Elvira parecía imbuida de una paz desconocida. Miró en dirección a la ventana como si esperara visita, su mirada casi resplandecía. Después desvió los ojos hacia su hija y un pellizco de realidad los ensombreció.

—Papá no tardará en llegar. No llores, todo irá bien, la fiebre ha bajado…

Los pálidos labios de Elvira murmuraron unas palabras que su hija no entendió.

—No te esfuerces, madre…

Pero el tiempo de Elvira se escurría entre luces y sombras mientras un último deseo luchaba por imponerse. Alèxia la incorporó y se sentó a su lado, pasándole un brazo por los hombros.

—Perdóname —musitó la madre.

—¿De qué hablas, mamá? No hay nada que perdonar —respondió la muchacha mientras las lágrimas le resbalaban por las mejillas.

—No puede ser.
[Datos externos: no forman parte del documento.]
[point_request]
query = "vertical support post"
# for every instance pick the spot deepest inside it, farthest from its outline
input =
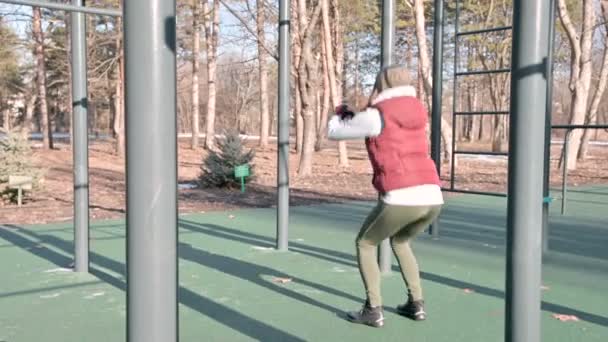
(566, 150)
(283, 129)
(549, 109)
(80, 144)
(19, 196)
(149, 31)
(526, 147)
(388, 39)
(437, 93)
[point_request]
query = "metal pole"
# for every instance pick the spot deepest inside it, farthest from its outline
(149, 31)
(283, 134)
(526, 146)
(549, 109)
(66, 7)
(81, 140)
(437, 93)
(388, 39)
(565, 170)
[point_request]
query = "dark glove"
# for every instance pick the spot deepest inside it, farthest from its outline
(344, 112)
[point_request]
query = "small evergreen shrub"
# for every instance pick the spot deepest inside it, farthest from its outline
(217, 170)
(15, 160)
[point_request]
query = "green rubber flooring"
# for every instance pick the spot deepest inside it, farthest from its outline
(228, 290)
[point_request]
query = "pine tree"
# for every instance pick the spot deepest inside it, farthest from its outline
(218, 167)
(15, 160)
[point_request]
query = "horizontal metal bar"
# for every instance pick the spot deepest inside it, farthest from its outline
(482, 153)
(484, 112)
(66, 7)
(482, 72)
(579, 127)
(473, 192)
(494, 29)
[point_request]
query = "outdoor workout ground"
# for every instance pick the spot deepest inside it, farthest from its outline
(233, 285)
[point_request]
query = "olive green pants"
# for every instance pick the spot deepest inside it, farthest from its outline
(401, 224)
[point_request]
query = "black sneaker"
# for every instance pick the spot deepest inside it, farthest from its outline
(412, 309)
(368, 315)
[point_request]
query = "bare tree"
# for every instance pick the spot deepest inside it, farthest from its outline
(263, 70)
(296, 52)
(47, 138)
(325, 98)
(592, 116)
(581, 69)
(212, 24)
(119, 101)
(425, 64)
(336, 38)
(196, 56)
(306, 74)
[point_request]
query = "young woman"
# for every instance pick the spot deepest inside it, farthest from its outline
(410, 199)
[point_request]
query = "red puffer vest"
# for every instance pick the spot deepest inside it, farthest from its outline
(400, 154)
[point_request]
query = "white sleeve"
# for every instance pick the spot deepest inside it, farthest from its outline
(367, 123)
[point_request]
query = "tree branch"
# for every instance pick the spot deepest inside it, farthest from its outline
(564, 17)
(249, 29)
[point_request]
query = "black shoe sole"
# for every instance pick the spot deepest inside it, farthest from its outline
(370, 324)
(417, 318)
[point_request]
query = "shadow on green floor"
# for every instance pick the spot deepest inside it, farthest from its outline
(113, 272)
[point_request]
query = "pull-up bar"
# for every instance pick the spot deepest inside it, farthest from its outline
(66, 7)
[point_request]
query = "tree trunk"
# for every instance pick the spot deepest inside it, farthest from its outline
(336, 98)
(119, 102)
(424, 60)
(196, 62)
(6, 121)
(296, 53)
(47, 137)
(334, 34)
(581, 70)
(212, 23)
(29, 112)
(322, 131)
(592, 117)
(263, 68)
(306, 73)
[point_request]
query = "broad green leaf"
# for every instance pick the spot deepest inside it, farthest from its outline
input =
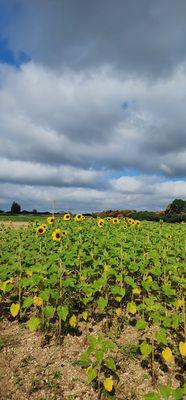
(91, 374)
(63, 312)
(152, 396)
(27, 302)
(141, 324)
(102, 303)
(49, 311)
(99, 354)
(14, 309)
(146, 349)
(161, 336)
(165, 391)
(110, 363)
(34, 323)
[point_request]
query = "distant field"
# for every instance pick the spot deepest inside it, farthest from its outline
(91, 308)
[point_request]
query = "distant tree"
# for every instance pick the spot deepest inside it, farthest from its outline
(15, 208)
(176, 207)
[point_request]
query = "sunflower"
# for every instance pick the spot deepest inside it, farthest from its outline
(115, 220)
(44, 226)
(78, 217)
(64, 233)
(57, 235)
(67, 217)
(50, 220)
(41, 229)
(100, 222)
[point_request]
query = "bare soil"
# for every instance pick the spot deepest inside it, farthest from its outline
(14, 224)
(36, 367)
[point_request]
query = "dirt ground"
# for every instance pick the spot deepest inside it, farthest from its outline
(14, 224)
(34, 367)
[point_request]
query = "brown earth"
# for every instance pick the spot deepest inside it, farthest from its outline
(14, 224)
(34, 367)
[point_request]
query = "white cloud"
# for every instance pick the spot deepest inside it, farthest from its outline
(76, 128)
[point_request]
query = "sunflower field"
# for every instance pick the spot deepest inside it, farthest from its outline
(73, 273)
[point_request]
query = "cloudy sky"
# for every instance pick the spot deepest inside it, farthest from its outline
(92, 103)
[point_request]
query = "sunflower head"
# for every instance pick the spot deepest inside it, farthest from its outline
(57, 235)
(64, 233)
(78, 217)
(41, 229)
(67, 217)
(115, 220)
(44, 226)
(50, 220)
(100, 222)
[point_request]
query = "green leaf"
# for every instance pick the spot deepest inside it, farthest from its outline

Apártalo de tu vida.

Alèxia hizo un esfuerzo por entender. No parecía ningún delirio, sino más bien el consejo de quien intenta arreglar las cosas antes de partir con su alma en paz. La miró extrañada; la boca se le secaba y tragó saliva. El silencio se prolongó unos instantes.

—Es tu hermano de padre.

—¿Cómo dices?

—Perdóname —fue la última palabra de Elvira antes de dejar caer la cabeza sobre la almohada.

Cuando Abelard llegó con Jaume, Alèxia permanecía inmóvil al lado de su madre. Su expresión era ausente, como si un óxido inesperado la hubiera cubierto de golpe. Su juventud recién estrenada parecía haberse marchitado. Miró a su padre como nunca lo había hecho. Huyó de los brazos abiertos de Abelard y el abrazo que los dos deseaban no se produjo.

Ningún resquicio de luz podía atravesar la oscuridad en que Alèxia se estaba adentrando.